Now between 2001 and this year, at least three big tent poles have interwoven between these three big anti-terrorism bills. The government also introduced other legislation or amended existing laws. Here's a list of some of them: laws that would give Cabinet the power to create 'No fly lists' with little possibility of appeal or review by those who found themselves on the list; issuing security certificates that could lead to the deportation of permanent resident foreign nationals to their country of origin; allowing victims of terrorism to sue terrorists and those who support them including states; creating an individual indictable offence for possessing, using or disposing of nuclear radioactive material or committing an act against a nuclear facility; giving the Minister the right to revoke Canadian citizenship from dual citizens convicted of terrorism, high treason or spying; forcing internet service providers to preserve and produce subscriber metadata to police while shielding them from any criminal liability if they surrender these data absent of warrant; and, just in case there was any doubt whatsoever, making explicit that suicide bombing falls within the ambit of terrorist activity.

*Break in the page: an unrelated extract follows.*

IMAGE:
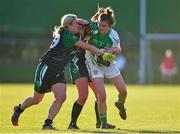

Now reviewing this legislative tsunami, it is pretty clear that a pattern exists. New legislation invariably is rushed to passage to respond to each new different form of terrorist event that we've experienced over the last 14 years. Furthermore, the assumption is that each new variant of legislation accompanying this is that the nature of the last attack will become the norm going forward. Whatever happened before we need this legislation for, and that's exactly what's going to happen in the future? So, in 2001, we acquired new laws to prevent attacks from a foreign threat. This is what we were focused on, a foreign threat. These laws focused on security specifically related to transportation systems and infrastructure. Consequently, grandmothers are now herded like livestock into insufferably long lines waiting to remove their shoes and be wanded by airport security; borders thicken, impairing commerce; and, public spaces are closed off and monitored like prisons. In this way, the other victim of this first wave of terrorism became our freedom of movement. After a decade without any hint of a repeat foreign attack within American borders, save for the rather pathetic attempts of the so-called 'Underwear' and 'Shoe’ bombers, the focus shifted. Now, not to the foreign terrorist, but to the homegrown terrorist like those who attacked the London subway in 2007, the Toronto 18 arrested the year before 2006, or the American brothers who planted a bomb at the Boston Marathon in 2013. In this phase, this second phase, it was determined that fending off the homegrown terrorist requires not just security measures, as it is with the foreign terrorist, but now more and tighter surveillance of one's own citizens and the concomitant loss of privacy and the freedom of association that is associated with that increased surveillance.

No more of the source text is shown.